Dois lobos e a autocrítica

Entenda a metáfora dos dois lobos e como a autocrítica pode impactar sua vida.

Dois lobos e a autocrítica

Introdução à história dos dois lobos

Existe uma história antiga geralmente atribuída a povos indígenas que talvez você já tenha ouvido em algum momento. Mas eu quero te pedir um pouco de paciência, porque ela vale a pena ser contada de novo.

Um avô estava conversando com seu neto quando disse: “Dentro de cada um de nós existem dois lobos. Eles estão em constante luta.”

O neto, curioso, perguntou como esses lobos eram. O avô explicou que um deles representava tudo aquilo que há de mais difícil em nós: raiva, inveja, culpa, medo, ressentimento… Enquanto o outro representava o oposto: amor, esperança, generosidade, paz, alegria.

O menino então fez a pergunta mais importante: “E qual dos dois vence?” O avô respondeu: “Aquele que você alimenta.”

Histórias simples têm esse efeito curioso. São simples e complexas ao mesmo tempo. 

A voz interna e a autocrítica

Quando você traz isso para o campo da vida real, a coisa complica um pouco. Principalmente quando a gente começa a olhar para a forma como fala consigo mesmo.

Muitos pacientes que chegam até mim não percebem, pelo menos não de início, o quanto existe uma voz interna que influencia nosso humor. Uma voz por vezes julgadora. Às vezes ela aparece de forma sutil: “poderia ter sido melhor…” Outras vezes nem tanto: “você estragou tudo de novo.”

E aqui tem um ponto importante que costuma passar despercebido: as pessoas não se criticam à toa. Na maioria das vezes, existe uma lógica por trás disso. Uma tentativa de melhorar e de evitar erros. Ou seja, essa voz tem uma função para estar ali.

A autocrítica, quando bem direcionada (equilibrada), nos ajuda sim a ajustar a rota e corrigir comportamentos, podendo inclusive ser uma ferramenta importante de desenvolvimento.

Massssssssss na prática a história é diferente. Com o tempo, essa voz pode começar a tomar mais conta e ser mais crítica, impactando no seu dia a dia, nas decisões, nas relações… Cada aspecto da sua vida começa a ser avaliado por essa lente.

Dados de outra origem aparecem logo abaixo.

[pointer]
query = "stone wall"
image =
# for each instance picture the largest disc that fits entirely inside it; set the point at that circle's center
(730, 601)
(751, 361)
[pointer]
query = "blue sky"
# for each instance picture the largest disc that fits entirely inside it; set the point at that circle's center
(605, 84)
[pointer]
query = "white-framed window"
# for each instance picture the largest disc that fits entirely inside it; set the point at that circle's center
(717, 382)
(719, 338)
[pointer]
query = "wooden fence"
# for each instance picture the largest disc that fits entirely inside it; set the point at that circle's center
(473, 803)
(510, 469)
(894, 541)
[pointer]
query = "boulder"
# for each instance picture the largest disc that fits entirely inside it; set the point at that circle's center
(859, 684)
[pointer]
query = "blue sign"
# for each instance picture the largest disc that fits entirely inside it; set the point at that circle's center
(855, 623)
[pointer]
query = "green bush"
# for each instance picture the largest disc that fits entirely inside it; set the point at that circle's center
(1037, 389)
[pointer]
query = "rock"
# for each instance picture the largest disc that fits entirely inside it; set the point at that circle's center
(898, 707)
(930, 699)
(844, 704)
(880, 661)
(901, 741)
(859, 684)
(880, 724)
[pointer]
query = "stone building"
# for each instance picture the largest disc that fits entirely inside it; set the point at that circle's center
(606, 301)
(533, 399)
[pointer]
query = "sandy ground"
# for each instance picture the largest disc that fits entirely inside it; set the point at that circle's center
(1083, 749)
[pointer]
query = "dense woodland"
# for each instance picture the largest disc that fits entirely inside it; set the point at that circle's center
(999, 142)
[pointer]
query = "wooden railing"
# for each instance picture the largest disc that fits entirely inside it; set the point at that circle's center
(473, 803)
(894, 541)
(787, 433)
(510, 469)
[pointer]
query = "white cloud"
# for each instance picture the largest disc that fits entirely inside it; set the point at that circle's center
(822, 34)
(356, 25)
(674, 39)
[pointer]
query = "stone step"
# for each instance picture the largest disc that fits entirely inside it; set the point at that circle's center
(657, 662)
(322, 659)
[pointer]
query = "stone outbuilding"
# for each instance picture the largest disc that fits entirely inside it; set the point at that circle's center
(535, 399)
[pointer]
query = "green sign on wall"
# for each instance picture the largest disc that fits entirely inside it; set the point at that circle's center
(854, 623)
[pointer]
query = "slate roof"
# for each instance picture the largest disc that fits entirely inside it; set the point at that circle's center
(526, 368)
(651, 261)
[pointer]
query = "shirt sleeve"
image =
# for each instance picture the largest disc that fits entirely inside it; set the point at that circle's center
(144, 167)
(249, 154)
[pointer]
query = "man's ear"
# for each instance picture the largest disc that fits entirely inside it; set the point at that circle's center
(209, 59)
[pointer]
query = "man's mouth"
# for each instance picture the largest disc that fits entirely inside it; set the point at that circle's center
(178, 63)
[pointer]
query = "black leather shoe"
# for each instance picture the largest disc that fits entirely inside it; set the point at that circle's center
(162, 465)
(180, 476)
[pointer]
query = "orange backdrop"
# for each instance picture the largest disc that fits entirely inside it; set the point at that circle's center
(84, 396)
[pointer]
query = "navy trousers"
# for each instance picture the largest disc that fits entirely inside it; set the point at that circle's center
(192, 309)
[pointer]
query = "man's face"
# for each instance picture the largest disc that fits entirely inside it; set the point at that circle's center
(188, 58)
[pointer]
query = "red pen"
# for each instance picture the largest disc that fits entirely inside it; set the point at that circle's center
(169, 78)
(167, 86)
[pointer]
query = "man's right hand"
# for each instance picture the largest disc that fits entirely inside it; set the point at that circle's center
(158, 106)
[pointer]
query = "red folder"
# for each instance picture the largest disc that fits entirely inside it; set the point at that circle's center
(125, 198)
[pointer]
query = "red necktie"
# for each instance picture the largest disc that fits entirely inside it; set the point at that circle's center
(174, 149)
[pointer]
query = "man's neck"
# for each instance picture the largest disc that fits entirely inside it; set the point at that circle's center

  • Erros ganham um peso desproporcional.
  • Acertos são relativizados (“foi sorte”, “qualquer um faria”).
  • Os elogios são descartados.

A autocrítica deixa de ser uma ferramenta e passa a definir quem você é. Muitas pessoas aprendem a se criticar dessa forma ao longo da vida. Ambientes muito exigentes, críticas constantes, afeto condicionado a desempenho. A autocrítica passa a ser uma forma de proteção, para não sofrer essas consequências aversivas, eu mesmo me critico e arrumo o que tem que ser arrumado.


Refletindo sobre os lobos

Agora volta comigo para a história dos lobos. Porque talvez aqui ela comece a fazer mais sentido. Quando você se pega repetindo esse tipo de pensamento… quando sua atenção vai quase automaticamente para o erro, para a falha, para o que “não foi suficiente”… quando você ignora ou minimiza qualquer coisa que contrarie essa narrativa… Você está alimentando um dos lobos.

De forma consistente. E o outro? O outro lobo não vai morrer, mas ele pode ficar tão faminto e sem energia que você nem encontra ele mais. Ele aparece quando você reconhece algo que fez bem. Quando você sustenta um elogio sem desconversar. Quando consegue olhar para um erro sem se atacar. Mas, se isso acontece pouco… ele vai ficando fraco.


A importância do equilíbrio

A questão aqui vai muito além de parar de se criticar. Nosso olhar deve estar na proporção disso na sua vida. Ou quanto espaço essa voz ocupa? Ela te ajuda a se mover… ou te mantém parado no mesmo lugar?

Porque existe uma diferença importante entre:

  • “errei aqui, posso fazer diferente na próxima vez”
  • “isso só prova que eu sou insuficiente.”

No fim das contas, a história dos dois lobos não é sobre eliminar um deles. Ela é sobre perceber o que você tem feito, repetidamente, muitas vezes sem notar.

Então a pergunta do milhão: qual lobo você tem alimentado mais?